Jesus Christ, this movie is good.
This movie is fucked up too.
I forgot about that.
Like in my mind, I'm like,
it's Cary Grant and Ingrid Bergman
and they are spies in Brazil
and what more could you want?
And then you just remember,
oh, he pimps her out.
I forgot.
This movie is so depraved in so many ways
and the tension between its elegance
and its grace and its airiness and its charm
and what the movie is about,
which is about basically honeypotting a Nazi,
is so wild to me.
But this movie has got everything that you would want,
honestly, from when you're sitting and watching a movie.

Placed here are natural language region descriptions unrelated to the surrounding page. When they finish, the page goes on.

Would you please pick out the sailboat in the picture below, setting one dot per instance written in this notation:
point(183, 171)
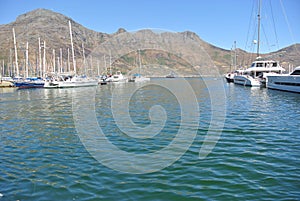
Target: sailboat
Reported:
point(138, 76)
point(68, 79)
point(256, 74)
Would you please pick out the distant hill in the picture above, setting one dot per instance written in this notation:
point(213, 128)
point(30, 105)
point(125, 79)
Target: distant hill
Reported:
point(160, 52)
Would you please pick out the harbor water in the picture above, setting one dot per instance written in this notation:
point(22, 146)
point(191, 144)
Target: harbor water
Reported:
point(251, 137)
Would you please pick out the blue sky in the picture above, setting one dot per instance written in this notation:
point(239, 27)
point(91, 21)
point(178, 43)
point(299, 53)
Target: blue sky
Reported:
point(219, 22)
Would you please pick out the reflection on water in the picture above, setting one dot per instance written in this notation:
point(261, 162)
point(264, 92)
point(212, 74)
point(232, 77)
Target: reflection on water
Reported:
point(256, 157)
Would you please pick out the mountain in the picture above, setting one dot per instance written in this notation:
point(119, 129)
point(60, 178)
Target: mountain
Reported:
point(185, 53)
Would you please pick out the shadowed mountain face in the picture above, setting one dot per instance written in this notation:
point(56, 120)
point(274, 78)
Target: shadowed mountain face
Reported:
point(159, 52)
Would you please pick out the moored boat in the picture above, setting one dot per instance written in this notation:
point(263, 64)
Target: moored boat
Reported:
point(285, 82)
point(68, 81)
point(257, 73)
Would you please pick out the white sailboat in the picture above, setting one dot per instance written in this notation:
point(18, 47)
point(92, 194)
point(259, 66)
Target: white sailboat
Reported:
point(70, 80)
point(285, 82)
point(257, 73)
point(138, 77)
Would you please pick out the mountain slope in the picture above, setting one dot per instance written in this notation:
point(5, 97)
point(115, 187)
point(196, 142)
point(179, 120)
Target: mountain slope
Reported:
point(183, 52)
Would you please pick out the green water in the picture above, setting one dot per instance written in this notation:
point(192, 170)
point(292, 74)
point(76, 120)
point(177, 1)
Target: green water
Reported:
point(256, 156)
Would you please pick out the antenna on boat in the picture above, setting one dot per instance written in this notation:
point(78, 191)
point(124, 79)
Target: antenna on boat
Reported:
point(16, 52)
point(72, 46)
point(258, 30)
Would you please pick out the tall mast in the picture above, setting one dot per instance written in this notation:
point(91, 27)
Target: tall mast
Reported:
point(26, 62)
point(258, 30)
point(40, 58)
point(84, 62)
point(140, 63)
point(61, 60)
point(16, 53)
point(69, 60)
point(235, 56)
point(44, 60)
point(74, 63)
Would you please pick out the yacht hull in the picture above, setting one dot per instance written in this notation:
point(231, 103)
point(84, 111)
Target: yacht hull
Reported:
point(284, 83)
point(246, 80)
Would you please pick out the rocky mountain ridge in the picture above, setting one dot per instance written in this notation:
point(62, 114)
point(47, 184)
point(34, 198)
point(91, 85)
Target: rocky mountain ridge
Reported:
point(184, 53)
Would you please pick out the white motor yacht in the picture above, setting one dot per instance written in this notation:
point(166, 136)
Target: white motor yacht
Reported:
point(285, 82)
point(257, 73)
point(118, 77)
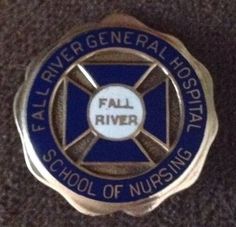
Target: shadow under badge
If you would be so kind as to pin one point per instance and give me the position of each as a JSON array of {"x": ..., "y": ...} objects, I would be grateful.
[{"x": 116, "y": 117}]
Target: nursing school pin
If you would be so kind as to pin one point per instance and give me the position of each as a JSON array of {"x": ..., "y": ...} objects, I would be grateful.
[{"x": 116, "y": 117}]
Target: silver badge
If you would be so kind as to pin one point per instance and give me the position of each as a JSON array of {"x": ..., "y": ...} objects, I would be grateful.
[{"x": 116, "y": 117}]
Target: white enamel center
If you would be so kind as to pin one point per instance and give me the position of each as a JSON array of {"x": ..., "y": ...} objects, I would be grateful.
[{"x": 116, "y": 112}]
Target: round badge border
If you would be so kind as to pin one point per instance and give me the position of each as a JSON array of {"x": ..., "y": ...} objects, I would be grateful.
[{"x": 43, "y": 142}]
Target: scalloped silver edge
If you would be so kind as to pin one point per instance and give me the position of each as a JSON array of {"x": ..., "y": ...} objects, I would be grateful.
[{"x": 138, "y": 208}]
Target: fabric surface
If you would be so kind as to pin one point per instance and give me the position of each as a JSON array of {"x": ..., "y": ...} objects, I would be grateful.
[{"x": 207, "y": 28}]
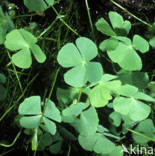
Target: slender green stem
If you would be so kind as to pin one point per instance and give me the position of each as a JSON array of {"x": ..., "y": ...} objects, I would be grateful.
[
  {"x": 118, "y": 5},
  {"x": 79, "y": 96},
  {"x": 140, "y": 134},
  {"x": 89, "y": 17},
  {"x": 64, "y": 21},
  {"x": 51, "y": 91},
  {"x": 25, "y": 15},
  {"x": 15, "y": 71}
]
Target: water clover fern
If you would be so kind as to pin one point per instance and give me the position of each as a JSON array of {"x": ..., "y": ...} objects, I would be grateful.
[
  {"x": 78, "y": 58},
  {"x": 31, "y": 112},
  {"x": 131, "y": 103},
  {"x": 119, "y": 26},
  {"x": 24, "y": 43}
]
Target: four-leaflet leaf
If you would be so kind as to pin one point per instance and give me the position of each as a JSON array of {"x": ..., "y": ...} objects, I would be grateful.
[
  {"x": 30, "y": 109},
  {"x": 24, "y": 43},
  {"x": 79, "y": 57}
]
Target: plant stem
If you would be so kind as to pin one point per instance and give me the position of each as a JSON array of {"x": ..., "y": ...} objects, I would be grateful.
[
  {"x": 64, "y": 21},
  {"x": 89, "y": 17},
  {"x": 15, "y": 71},
  {"x": 131, "y": 14},
  {"x": 140, "y": 134}
]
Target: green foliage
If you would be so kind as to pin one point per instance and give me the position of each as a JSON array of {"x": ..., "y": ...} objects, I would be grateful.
[
  {"x": 5, "y": 25},
  {"x": 30, "y": 109},
  {"x": 78, "y": 57},
  {"x": 97, "y": 110},
  {"x": 147, "y": 129},
  {"x": 25, "y": 43}
]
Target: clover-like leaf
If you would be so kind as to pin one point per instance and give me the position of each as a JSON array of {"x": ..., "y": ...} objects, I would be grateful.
[
  {"x": 32, "y": 116},
  {"x": 30, "y": 106},
  {"x": 135, "y": 109},
  {"x": 25, "y": 43},
  {"x": 38, "y": 5},
  {"x": 88, "y": 122},
  {"x": 97, "y": 143},
  {"x": 52, "y": 112},
  {"x": 102, "y": 93},
  {"x": 126, "y": 57},
  {"x": 147, "y": 129},
  {"x": 79, "y": 57},
  {"x": 140, "y": 44},
  {"x": 120, "y": 27}
]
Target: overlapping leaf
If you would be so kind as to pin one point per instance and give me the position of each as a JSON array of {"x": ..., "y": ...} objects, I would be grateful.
[
  {"x": 125, "y": 53},
  {"x": 24, "y": 43},
  {"x": 79, "y": 57},
  {"x": 147, "y": 129},
  {"x": 97, "y": 143},
  {"x": 102, "y": 92},
  {"x": 30, "y": 109},
  {"x": 120, "y": 27},
  {"x": 131, "y": 105}
]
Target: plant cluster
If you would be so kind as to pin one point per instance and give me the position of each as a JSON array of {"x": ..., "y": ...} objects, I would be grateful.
[{"x": 91, "y": 97}]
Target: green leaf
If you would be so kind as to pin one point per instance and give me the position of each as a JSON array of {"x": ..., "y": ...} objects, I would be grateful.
[
  {"x": 38, "y": 53},
  {"x": 143, "y": 96},
  {"x": 99, "y": 96},
  {"x": 66, "y": 96},
  {"x": 115, "y": 19},
  {"x": 147, "y": 129},
  {"x": 137, "y": 79},
  {"x": 94, "y": 71},
  {"x": 88, "y": 52},
  {"x": 127, "y": 90},
  {"x": 88, "y": 122},
  {"x": 22, "y": 58},
  {"x": 135, "y": 109},
  {"x": 38, "y": 5},
  {"x": 52, "y": 112},
  {"x": 120, "y": 26},
  {"x": 51, "y": 127},
  {"x": 24, "y": 42},
  {"x": 108, "y": 44},
  {"x": 140, "y": 44},
  {"x": 78, "y": 57},
  {"x": 69, "y": 56},
  {"x": 31, "y": 122},
  {"x": 103, "y": 26},
  {"x": 30, "y": 106},
  {"x": 116, "y": 118},
  {"x": 97, "y": 143},
  {"x": 126, "y": 57},
  {"x": 56, "y": 147},
  {"x": 76, "y": 77}
]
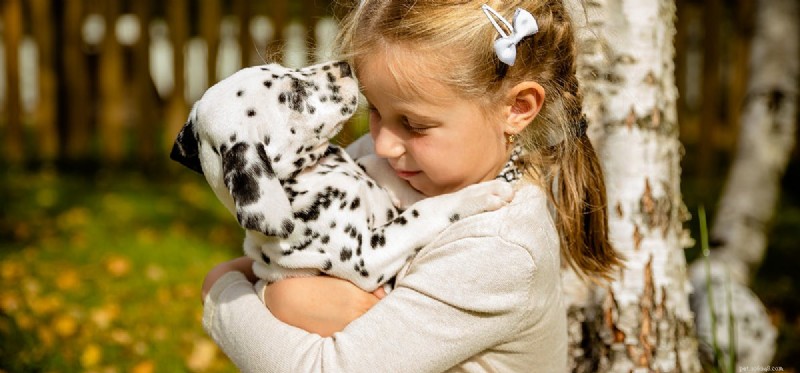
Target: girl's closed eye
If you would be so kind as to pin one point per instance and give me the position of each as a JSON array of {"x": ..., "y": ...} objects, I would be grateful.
[{"x": 414, "y": 127}]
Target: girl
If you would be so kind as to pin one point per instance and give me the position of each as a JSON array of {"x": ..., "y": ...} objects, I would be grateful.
[{"x": 459, "y": 93}]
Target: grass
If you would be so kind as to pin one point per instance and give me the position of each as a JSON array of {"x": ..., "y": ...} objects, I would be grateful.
[
  {"x": 102, "y": 271},
  {"x": 103, "y": 274}
]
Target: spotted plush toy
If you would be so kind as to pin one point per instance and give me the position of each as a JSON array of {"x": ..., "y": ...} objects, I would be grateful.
[{"x": 261, "y": 138}]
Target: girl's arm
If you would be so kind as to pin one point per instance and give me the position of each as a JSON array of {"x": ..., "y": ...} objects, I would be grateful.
[{"x": 456, "y": 301}]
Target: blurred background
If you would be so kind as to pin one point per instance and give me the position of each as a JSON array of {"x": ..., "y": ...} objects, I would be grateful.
[{"x": 104, "y": 241}]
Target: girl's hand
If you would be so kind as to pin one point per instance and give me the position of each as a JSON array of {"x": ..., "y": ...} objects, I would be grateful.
[
  {"x": 320, "y": 304},
  {"x": 242, "y": 264}
]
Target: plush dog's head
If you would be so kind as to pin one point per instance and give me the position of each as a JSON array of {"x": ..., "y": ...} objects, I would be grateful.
[
  {"x": 292, "y": 112},
  {"x": 264, "y": 124}
]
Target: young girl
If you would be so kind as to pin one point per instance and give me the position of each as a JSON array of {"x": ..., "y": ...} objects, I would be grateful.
[{"x": 459, "y": 92}]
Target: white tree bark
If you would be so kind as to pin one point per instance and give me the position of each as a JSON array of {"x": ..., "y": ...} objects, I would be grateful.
[
  {"x": 642, "y": 321},
  {"x": 739, "y": 234}
]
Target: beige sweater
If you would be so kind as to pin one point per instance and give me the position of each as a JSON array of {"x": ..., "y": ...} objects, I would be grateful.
[{"x": 485, "y": 296}]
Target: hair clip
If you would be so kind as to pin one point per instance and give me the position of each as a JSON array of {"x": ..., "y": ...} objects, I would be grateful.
[{"x": 506, "y": 45}]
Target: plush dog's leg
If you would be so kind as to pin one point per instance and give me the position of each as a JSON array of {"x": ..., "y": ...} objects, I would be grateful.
[
  {"x": 261, "y": 203},
  {"x": 390, "y": 246}
]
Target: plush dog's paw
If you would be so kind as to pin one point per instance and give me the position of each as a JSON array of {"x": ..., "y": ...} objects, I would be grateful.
[{"x": 486, "y": 196}]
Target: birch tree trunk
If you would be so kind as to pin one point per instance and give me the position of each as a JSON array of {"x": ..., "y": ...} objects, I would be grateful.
[
  {"x": 178, "y": 36},
  {"x": 45, "y": 115},
  {"x": 642, "y": 320},
  {"x": 113, "y": 98},
  {"x": 739, "y": 233}
]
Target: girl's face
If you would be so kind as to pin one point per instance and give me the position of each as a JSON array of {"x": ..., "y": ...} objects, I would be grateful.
[{"x": 436, "y": 141}]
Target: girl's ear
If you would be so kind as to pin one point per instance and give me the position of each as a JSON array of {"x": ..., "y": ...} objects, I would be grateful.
[{"x": 523, "y": 103}]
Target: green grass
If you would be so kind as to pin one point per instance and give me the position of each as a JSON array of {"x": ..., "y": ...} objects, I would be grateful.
[{"x": 103, "y": 273}]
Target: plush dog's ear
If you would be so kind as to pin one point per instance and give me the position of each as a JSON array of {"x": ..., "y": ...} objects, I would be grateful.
[
  {"x": 186, "y": 148},
  {"x": 261, "y": 202}
]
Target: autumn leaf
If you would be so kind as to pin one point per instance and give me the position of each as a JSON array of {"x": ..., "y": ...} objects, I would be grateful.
[{"x": 91, "y": 356}]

I was just still discovering stuff about this
after however many times I've seen it over however many years.
I was watching it the other night,
and there's a moment on the plane early in the movie where Cary Grant tells Ingrid Bergman that her father
has died from poisoning and Hitchcock just stabs in someone laughing from
three rows back.
It was like,
ha ha ha.
And Ingrid Bergman was just like,
fuck,
you know,
like,
but it's,
it's just like this,
this sick sense of humor,
this sick,
um,
codependent relationship there. You, you wind up kind of like, kind of liking Claude Rains in this movie. of humor, this sick, um, codependent relationship there.
You,
you wind up kind of like,
kind of liking Claude Rains in this movie.
I mean,
it's just the,
the,
the way it just sweeps you off your feet is,
is wonderful.
I'd love to hear what you guys think about it.
Amanda,
what do you love about it?
You got mad at me when I,
you saw that I was choosing this.
Why?
Because I did have kind of like some preconceptions in my head of what
everyone on this podcast would pick. And I too, well, actually not you, Wesley. I was very excited.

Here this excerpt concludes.